If so, then you can develop what puppet call 'facts' which is code that it's run on the agent on each run and save results in variables available in all your puppet modules, so if for example you changed ip conntrack max value because a firewall was not able to deal with all connections, you could easily (ten lines of code) have in puppet on each run a variable with current conntrack count value, and so tell puppet to set a max value related to current usage. Then all other servers will benefit for this tunning and likely you won't ever have to deal with conntrack issues anymore (as long you keep running puppet with a short frequency which is the default)
These changes should be always applied by hand on given emergencies?
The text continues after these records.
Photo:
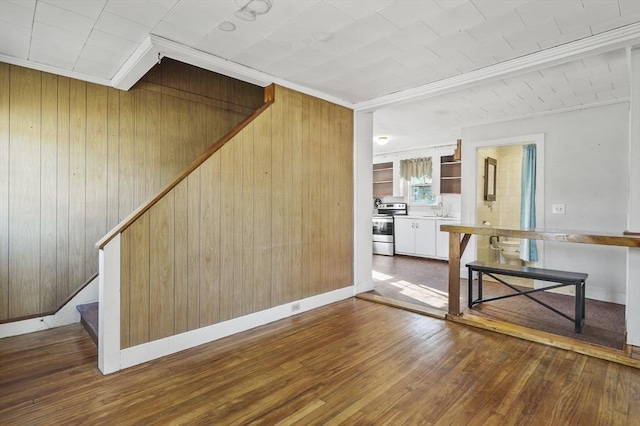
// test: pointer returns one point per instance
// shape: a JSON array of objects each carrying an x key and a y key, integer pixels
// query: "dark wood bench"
[{"x": 563, "y": 278}]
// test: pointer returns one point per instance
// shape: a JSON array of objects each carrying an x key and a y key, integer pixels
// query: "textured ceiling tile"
[
  {"x": 495, "y": 8},
  {"x": 111, "y": 43},
  {"x": 323, "y": 17},
  {"x": 16, "y": 14},
  {"x": 456, "y": 19},
  {"x": 14, "y": 40},
  {"x": 487, "y": 30},
  {"x": 532, "y": 13},
  {"x": 418, "y": 34},
  {"x": 49, "y": 53},
  {"x": 594, "y": 12},
  {"x": 565, "y": 38},
  {"x": 62, "y": 18},
  {"x": 371, "y": 28},
  {"x": 98, "y": 69},
  {"x": 613, "y": 24},
  {"x": 188, "y": 16},
  {"x": 116, "y": 25},
  {"x": 61, "y": 36},
  {"x": 358, "y": 9},
  {"x": 222, "y": 44},
  {"x": 177, "y": 34},
  {"x": 89, "y": 8},
  {"x": 140, "y": 11},
  {"x": 544, "y": 31},
  {"x": 403, "y": 13}
]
If configuration is managed by puppet, find a way to make configuration include other file and tell puppet to ignore it. This is the easiest way, however it's not always possible (e.g. /etc/network/interfaces does not support includes). If it's not possible, then you will have to stop puppet agent during emergencies to be able to change puppet files without risk of being removed on next puppet run.
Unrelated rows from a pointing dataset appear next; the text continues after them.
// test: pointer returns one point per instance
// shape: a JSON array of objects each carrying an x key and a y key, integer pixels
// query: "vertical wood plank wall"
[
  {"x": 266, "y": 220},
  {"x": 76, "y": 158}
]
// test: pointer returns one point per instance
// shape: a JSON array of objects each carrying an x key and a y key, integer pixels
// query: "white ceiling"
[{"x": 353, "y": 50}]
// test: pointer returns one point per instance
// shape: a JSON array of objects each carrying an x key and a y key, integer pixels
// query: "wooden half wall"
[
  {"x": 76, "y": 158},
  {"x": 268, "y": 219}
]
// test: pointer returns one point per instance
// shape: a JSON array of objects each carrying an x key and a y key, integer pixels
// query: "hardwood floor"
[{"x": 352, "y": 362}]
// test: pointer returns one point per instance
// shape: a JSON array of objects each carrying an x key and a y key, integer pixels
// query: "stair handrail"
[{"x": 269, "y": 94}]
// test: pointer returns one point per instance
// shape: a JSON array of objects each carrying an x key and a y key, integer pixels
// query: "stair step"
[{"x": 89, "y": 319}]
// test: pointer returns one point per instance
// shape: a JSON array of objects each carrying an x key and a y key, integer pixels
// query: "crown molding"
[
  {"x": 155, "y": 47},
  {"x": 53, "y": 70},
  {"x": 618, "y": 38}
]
Are this changes only for this host and no other host will ever need it?
Add it to puppet anyway! Place a sweet if $fqdn == my.very.specific.host and put inside whatever you need. Even for a single case it's always beneficial (and time consuming) to migrate all changes you do to a server, as will allow you to do a full restore of server setup if for some reason your server crash to a not recoverable state (e.g. hardware issues)
In summary:
For me the trick in dealing with hand made changes it's putting a lot of effort in reasoning how you decided to do the change and after emergency is over move that logic into puppet. If you felt something was wrong because for a given software slots all were used but free memory was still available on the server so to deal with the traffic peak was reasonable to allow more slots to be run, then spend some time moving that logic into puppet. Very carefully of course, and as time consuming as the amount of different scenarios on your architecture you want to test it against, but at the end it's very, VERY rewarding.